可凌云就不这么想了,听到沈临鹤说这种话,他还以为沈临鹤和沉月竟是两情相悦,有些艰难地开口道:“道长心仪之人,可是……沉月?”凌云这一生还未曾怕过些什么,唯独这次,他怕从沈临鹤口中听到那个“是”。
沈临鹤哑然失笑,真不知道为什么每个人都觉得自己和沉月有私情?他道:“将军多虑了,沉月是个好姑娘,不过贫道已心有所属,此生同沉月怕是无缘了。倒是将军,若将军有情,不妨试一试。” 沈临鹤觉得,这凌将军拦他倒是毫不犹豫,在沉月这件事上却是不敢逾越半步,想来也算得上是沉月的良人了。他说的这番话,是为了自己,也是为了沉月。
这么多年,要说对沉月的感情没有半分察觉那是不可能的,不过沈临鹤并不知道该如何去婉拒沉月。好在自己的礼貌而疏离的表现也让沉月想通了,唯一剩下的就只有周围人不切实际的想象,叶韩逸还觉得自己会对沉月有什么私情呢。
又在洛阳的别庄等了一个多月,沈临鹤没有等到叶韩逸,倒是等到了凌云沉月要成亲的消息。大红的喜帖分为两份送到了叶家别庄,一份是沈临鹤的,另一份是叶韩逸的。
沈临鹤拿着大红的喜帖,恍然想起了小时候,叶韩逸这厮总嚷嚷着要娶沉月为妻。如今沉月就要嫁作他人妇,不知道叶韩逸在沉月的婚礼上会是怎样的表情。
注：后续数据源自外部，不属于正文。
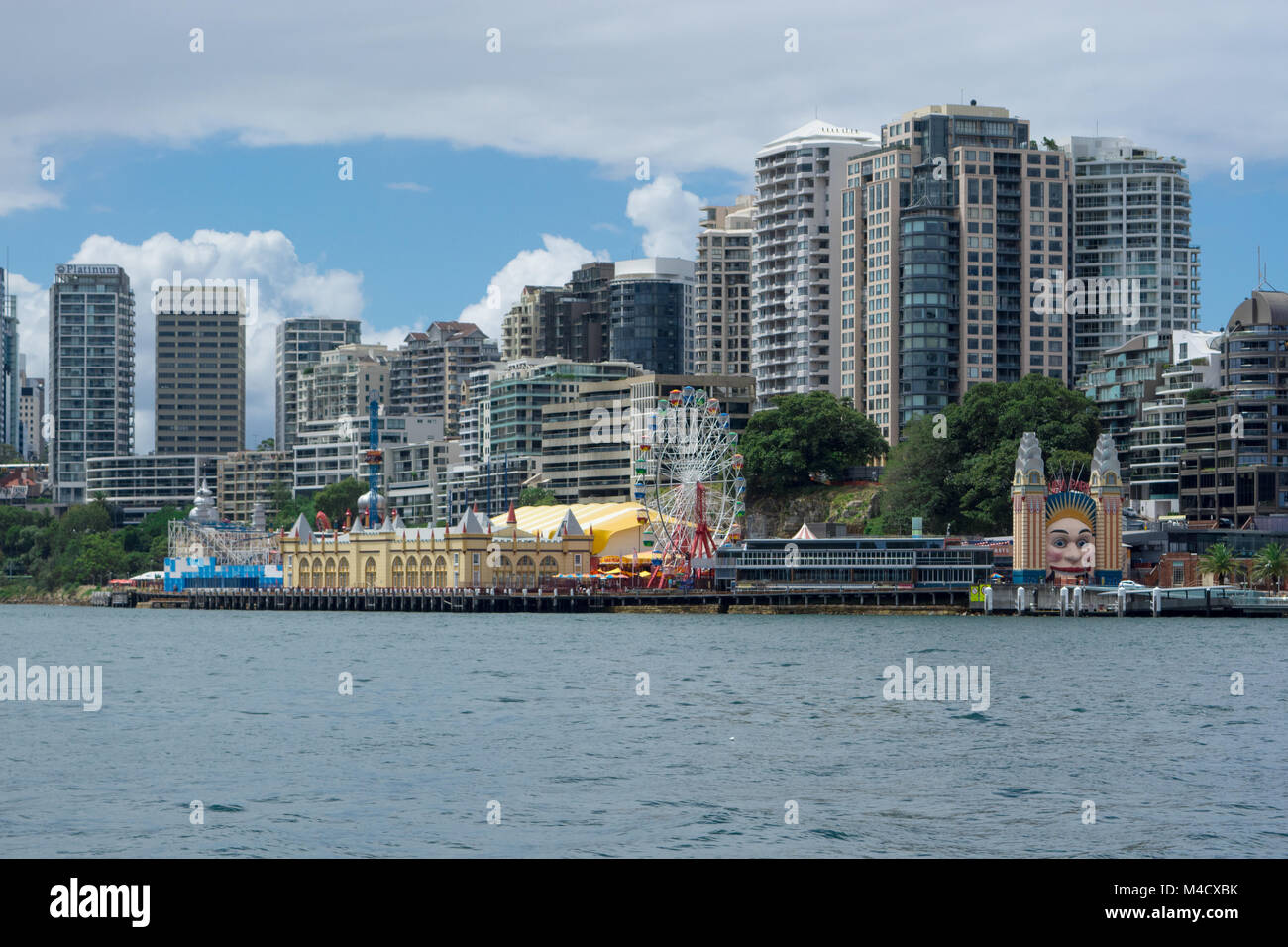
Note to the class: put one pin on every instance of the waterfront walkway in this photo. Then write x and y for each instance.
(1034, 600)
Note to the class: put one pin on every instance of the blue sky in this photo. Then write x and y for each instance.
(478, 166)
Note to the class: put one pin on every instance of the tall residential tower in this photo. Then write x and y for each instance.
(300, 343)
(797, 265)
(90, 382)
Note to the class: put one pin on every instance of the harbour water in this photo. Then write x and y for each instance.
(539, 719)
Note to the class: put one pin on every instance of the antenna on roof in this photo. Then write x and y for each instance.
(1262, 282)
沈临鹤嘴角微翘,心道:叶韩逸啊,你再不来,青梅就要是别人家的了。
沉月没有父母,又是七秀坊出身,就算在江湖上有巾帼女杰的称号,但在凌家老父的眼里,还是那种不守妇道的女人。虽然凌家老父偏爱幺子幺女,对于原配的一双儿女没有过多的照顾,可他长子出息啊,年纪轻轻就是将军了。像沉月这样的女子,是断不可能配得上凌云的。于是扬言不会来参加婚礼。
凌云看惯了自家老爷子的做派,也不气恼,该干什么干什么,铁了心了是要娶沉月。后来还是这凌老爷子的续弦之妻怕凌云和这凌老爷子有了隔阂,以后他的儿子走上仕途没人帮衬,才苦口婆心地把凌老爷子劝好了。
可凌云也是个傲气的人,根本不吃这套,凌老爷子让他们兄妹吃了不少苦,也不缺他这一个儿子,难不成还要让沉月回去受气?好不容易追到的媳妇儿,凌云可舍不得。